Aku tidak membayangkan saja, lulus SMA jadi pengantin kira-kira kalian datang gak?
Sebuah pertanyaan dari Mina di awal kelas XII dulu, spontan saja Tiwi dan Nay memukul lengan Mina. "Jangan nikah muda!"
Nikmati dulu masa remaja kita, Min.
Mental kita masih belum siap buat menimang bayi, Min.
Dunia kita masih main, bukan ribet dengan bayi.
Apapun jalannya, please jangan nikah muda, Min.
Ucapan kedua sahabatnya terus terngiang oleh Mina, "Kalau gak bisa tahun ini, mungkin di tahun depan kamu menyusul kami untuk kuliah. Tetap semangat, Min!" ucap Tiwi menahan tangis. Mau bagaimana pun keduanya tidak boleh egois, memaksakan kehendak agar Mina kuliah. Mereka memang support system yang bagus, tapi tidak dengan keuangan. Tiwi dan Nay tentu angkat tangan kalau urusan biaya pendidika dengan keluarga Mina..
"Iya, Wi, Nay. Apapun yang terjadi aku tetap ingin kuliah!"
Mereka bertiga pun berpelukan, saling menguatkan dengan kondisi keluarga masing-masing.

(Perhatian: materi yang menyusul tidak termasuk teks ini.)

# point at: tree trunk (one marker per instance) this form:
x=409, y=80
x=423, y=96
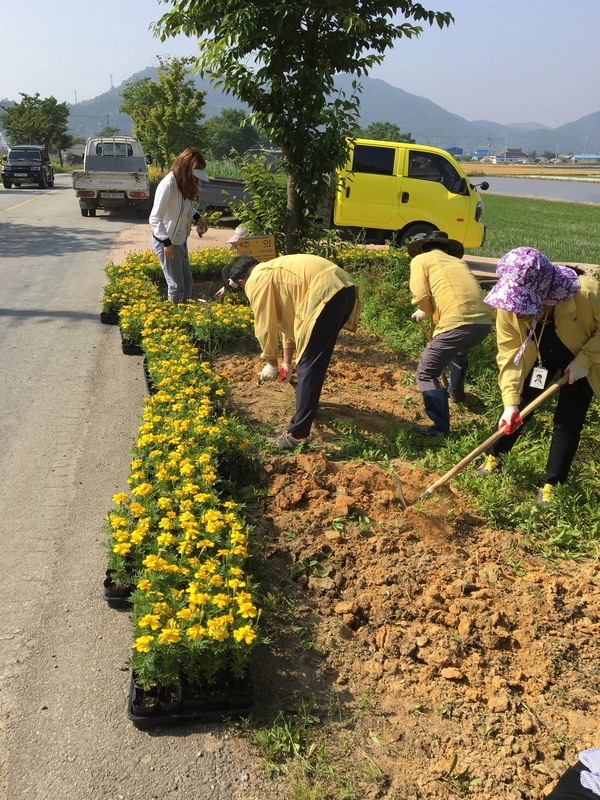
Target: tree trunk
x=293, y=231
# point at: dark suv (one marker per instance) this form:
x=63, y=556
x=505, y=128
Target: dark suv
x=27, y=163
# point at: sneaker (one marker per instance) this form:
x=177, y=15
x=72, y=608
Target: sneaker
x=428, y=430
x=545, y=495
x=287, y=442
x=490, y=464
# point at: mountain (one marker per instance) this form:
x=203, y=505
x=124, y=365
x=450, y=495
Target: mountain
x=380, y=102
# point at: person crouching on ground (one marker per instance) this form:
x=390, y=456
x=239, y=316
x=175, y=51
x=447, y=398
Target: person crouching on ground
x=443, y=287
x=171, y=221
x=548, y=322
x=308, y=300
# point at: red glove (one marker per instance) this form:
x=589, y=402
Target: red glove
x=510, y=419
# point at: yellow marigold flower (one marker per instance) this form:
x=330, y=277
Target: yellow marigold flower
x=137, y=509
x=201, y=544
x=120, y=498
x=247, y=610
x=149, y=621
x=143, y=489
x=218, y=633
x=244, y=634
x=142, y=644
x=196, y=632
x=221, y=600
x=154, y=562
x=170, y=634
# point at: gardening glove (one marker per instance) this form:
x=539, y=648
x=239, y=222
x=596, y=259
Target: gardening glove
x=285, y=373
x=510, y=419
x=575, y=372
x=268, y=373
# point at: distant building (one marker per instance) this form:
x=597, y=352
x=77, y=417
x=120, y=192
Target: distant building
x=586, y=158
x=480, y=154
x=513, y=154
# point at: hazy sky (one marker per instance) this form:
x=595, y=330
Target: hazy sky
x=502, y=60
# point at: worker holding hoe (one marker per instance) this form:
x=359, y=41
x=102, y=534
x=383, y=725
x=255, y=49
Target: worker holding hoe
x=307, y=300
x=548, y=321
x=444, y=288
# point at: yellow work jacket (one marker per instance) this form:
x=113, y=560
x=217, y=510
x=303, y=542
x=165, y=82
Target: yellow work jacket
x=445, y=288
x=287, y=294
x=577, y=323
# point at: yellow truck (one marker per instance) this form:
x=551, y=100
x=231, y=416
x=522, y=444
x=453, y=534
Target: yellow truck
x=387, y=191
x=394, y=190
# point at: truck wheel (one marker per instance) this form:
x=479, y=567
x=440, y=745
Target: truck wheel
x=401, y=239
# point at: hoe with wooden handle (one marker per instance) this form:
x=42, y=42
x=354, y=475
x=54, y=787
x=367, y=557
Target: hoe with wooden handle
x=497, y=435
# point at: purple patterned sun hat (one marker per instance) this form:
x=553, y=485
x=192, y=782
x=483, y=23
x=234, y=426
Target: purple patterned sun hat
x=528, y=281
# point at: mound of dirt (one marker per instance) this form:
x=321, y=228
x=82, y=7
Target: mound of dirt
x=458, y=662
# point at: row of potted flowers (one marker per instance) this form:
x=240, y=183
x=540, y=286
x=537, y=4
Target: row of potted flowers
x=177, y=538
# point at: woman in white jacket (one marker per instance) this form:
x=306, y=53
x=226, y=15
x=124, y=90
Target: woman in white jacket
x=171, y=221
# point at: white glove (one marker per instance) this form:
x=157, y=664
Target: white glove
x=576, y=372
x=510, y=419
x=285, y=373
x=269, y=373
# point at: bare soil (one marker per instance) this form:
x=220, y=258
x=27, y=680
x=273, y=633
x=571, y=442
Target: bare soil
x=426, y=637
x=445, y=657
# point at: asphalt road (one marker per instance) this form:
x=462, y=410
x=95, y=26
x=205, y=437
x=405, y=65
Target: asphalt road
x=70, y=403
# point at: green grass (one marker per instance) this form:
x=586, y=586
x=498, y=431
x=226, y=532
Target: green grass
x=563, y=231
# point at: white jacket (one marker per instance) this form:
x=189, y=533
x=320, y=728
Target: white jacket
x=172, y=214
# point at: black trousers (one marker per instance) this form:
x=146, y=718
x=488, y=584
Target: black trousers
x=569, y=786
x=312, y=367
x=569, y=416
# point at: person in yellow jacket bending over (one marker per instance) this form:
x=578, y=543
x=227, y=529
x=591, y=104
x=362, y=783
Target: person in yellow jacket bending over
x=548, y=322
x=444, y=288
x=307, y=300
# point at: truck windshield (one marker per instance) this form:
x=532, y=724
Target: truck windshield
x=24, y=155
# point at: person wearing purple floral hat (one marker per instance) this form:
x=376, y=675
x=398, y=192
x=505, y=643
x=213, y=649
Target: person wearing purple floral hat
x=548, y=322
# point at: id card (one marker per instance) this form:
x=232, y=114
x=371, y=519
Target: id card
x=539, y=376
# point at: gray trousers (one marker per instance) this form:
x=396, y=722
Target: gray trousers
x=450, y=346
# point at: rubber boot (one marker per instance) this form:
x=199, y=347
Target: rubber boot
x=456, y=387
x=436, y=408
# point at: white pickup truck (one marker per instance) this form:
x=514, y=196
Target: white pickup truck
x=114, y=175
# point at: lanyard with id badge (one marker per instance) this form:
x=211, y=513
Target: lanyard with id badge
x=539, y=374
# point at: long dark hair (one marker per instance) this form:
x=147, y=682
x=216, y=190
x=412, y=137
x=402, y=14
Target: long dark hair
x=189, y=160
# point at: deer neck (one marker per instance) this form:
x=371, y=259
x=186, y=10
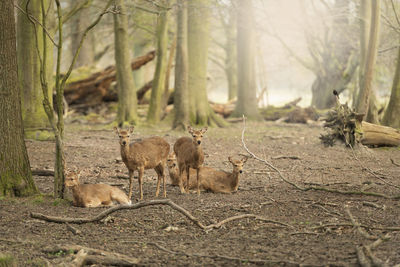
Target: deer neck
x=124, y=152
x=234, y=180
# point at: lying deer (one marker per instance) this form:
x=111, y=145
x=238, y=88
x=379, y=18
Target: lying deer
x=189, y=154
x=150, y=153
x=93, y=195
x=211, y=180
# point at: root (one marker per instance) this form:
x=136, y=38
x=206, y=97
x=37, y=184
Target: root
x=167, y=202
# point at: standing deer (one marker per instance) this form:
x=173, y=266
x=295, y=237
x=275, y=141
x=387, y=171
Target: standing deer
x=93, y=195
x=189, y=154
x=211, y=180
x=150, y=153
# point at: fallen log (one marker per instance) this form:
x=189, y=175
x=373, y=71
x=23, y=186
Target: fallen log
x=343, y=123
x=96, y=88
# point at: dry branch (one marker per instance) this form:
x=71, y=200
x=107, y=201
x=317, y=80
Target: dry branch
x=152, y=203
x=315, y=188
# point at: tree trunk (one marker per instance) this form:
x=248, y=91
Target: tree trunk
x=181, y=95
x=33, y=114
x=231, y=54
x=392, y=117
x=127, y=104
x=154, y=114
x=80, y=22
x=247, y=92
x=198, y=42
x=365, y=92
x=15, y=174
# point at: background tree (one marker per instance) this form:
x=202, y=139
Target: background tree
x=363, y=99
x=181, y=95
x=247, y=99
x=80, y=21
x=158, y=86
x=127, y=104
x=15, y=174
x=33, y=114
x=198, y=42
x=392, y=113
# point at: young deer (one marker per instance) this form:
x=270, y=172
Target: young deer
x=93, y=195
x=150, y=153
x=211, y=180
x=189, y=154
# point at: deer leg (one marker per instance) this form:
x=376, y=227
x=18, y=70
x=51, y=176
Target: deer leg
x=198, y=181
x=130, y=184
x=187, y=178
x=181, y=179
x=158, y=171
x=141, y=171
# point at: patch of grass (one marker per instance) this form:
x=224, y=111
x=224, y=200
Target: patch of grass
x=39, y=199
x=7, y=261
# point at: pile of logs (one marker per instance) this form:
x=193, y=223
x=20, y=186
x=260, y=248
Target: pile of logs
x=345, y=124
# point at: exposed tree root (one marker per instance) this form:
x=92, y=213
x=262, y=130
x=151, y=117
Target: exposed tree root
x=153, y=203
x=221, y=257
x=91, y=256
x=316, y=188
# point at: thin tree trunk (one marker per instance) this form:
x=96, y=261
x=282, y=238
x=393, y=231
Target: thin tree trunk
x=15, y=174
x=198, y=42
x=127, y=103
x=392, y=113
x=154, y=114
x=181, y=95
x=365, y=92
x=33, y=114
x=247, y=99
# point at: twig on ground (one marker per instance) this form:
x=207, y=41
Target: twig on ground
x=256, y=261
x=95, y=256
x=311, y=187
x=357, y=225
x=394, y=163
x=153, y=203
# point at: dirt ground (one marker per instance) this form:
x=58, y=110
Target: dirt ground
x=317, y=232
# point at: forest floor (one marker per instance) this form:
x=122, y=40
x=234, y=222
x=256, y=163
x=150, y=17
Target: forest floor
x=294, y=227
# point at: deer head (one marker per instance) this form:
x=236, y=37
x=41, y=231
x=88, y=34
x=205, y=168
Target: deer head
x=72, y=178
x=197, y=134
x=124, y=135
x=237, y=164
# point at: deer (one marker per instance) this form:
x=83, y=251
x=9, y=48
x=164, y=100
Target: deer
x=93, y=195
x=149, y=153
x=211, y=179
x=189, y=154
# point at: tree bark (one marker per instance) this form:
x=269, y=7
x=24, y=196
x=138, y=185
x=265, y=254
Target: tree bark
x=247, y=99
x=80, y=22
x=365, y=92
x=181, y=95
x=29, y=40
x=392, y=117
x=15, y=174
x=154, y=113
x=198, y=42
x=127, y=104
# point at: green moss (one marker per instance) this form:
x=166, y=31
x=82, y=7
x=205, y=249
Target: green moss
x=39, y=135
x=7, y=261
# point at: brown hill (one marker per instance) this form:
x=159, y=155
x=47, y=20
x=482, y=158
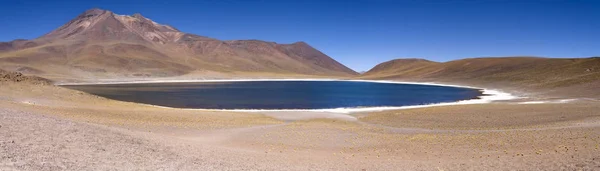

Selepas urusan di sekolah selesai, Mina pun pulang. Langkahnya gontai, seperti tak ada niatan untuk hidup. Sepanjang jalan pulang, ia terus memikirkan cara bagaimana bisa kuliah. Ada sedikit gengsi bila ia dibandingkan dengan Tiwi dan Nay oleh tetangga. Gadis ini sudah bisa memprediksi nanti saat Tiwi dan Nay berangkat kuliah ke kota, Mina akan disindir habis-habisan oleh tetangga yang memang tak pernah mengerti perasaan dan kondisi keluarga orang lain.
"Assalamualaikum," ucap Mina pelan. Ia sengaja lewat pintu samping rumah, karena sadar sedang ada tamu. Ia pun mengambil gelas di rak piring, mulai meneguk air untuk membasahi kerongkongannya.
"Mbak, udah pulang?" tanya Risma antusias. Mina hanya mengangguk saja, badan dan lidahnya cukup capek siang itu.
"Mbak, mbak, kamu harus lihat calon suamimu!" sebuah berita duka di siang bolong. Tadinya Mina duduk bersandar di kursj plastik dekat lemari es, ia langsung tegak, matanya melotot, menuntut penjelasan Risma.
"Maksud kamu?"
Risma hanya menunjuk dengan dagunya, bahwa di ruang tamu itu bapak dan ibu sedang mengobrol dengan seseorang yang katanya disiapkan untuk menikahi Mina. Allahu akbar!
"Kamu jangan bohong, Ris!"
"Ck, ngapain aku bohong! Emang Mbak Mina gak pernah dikasih tahu ibu sama bapak soal Pak Sulaiman?" balas Risma dengan mengerutkan dahi.
"Pak Sulaiman?" tanya Mina memastikan. "Pak Sulaiman, bapak camat terhormat yang rumahnya di perumahan seberang?" semakin detail saja Mina mengorek kebenaran siapa Pak Sulaiman itu.
Sesuai prediksi, Risma hany mengangguk. "Mbak emang kamu gak tahu kalau mau dijodohin sama Pak Sul?" Risma kembali menanyakan dan dijawab gelengan oleh Mina.
"Waduh, berat nih. Pasti nanti malam ada baku hantam nih," sindir Risma yang tahu persis watak Mina bila proses tak sesuai dengan rancangannya. Emosi terus.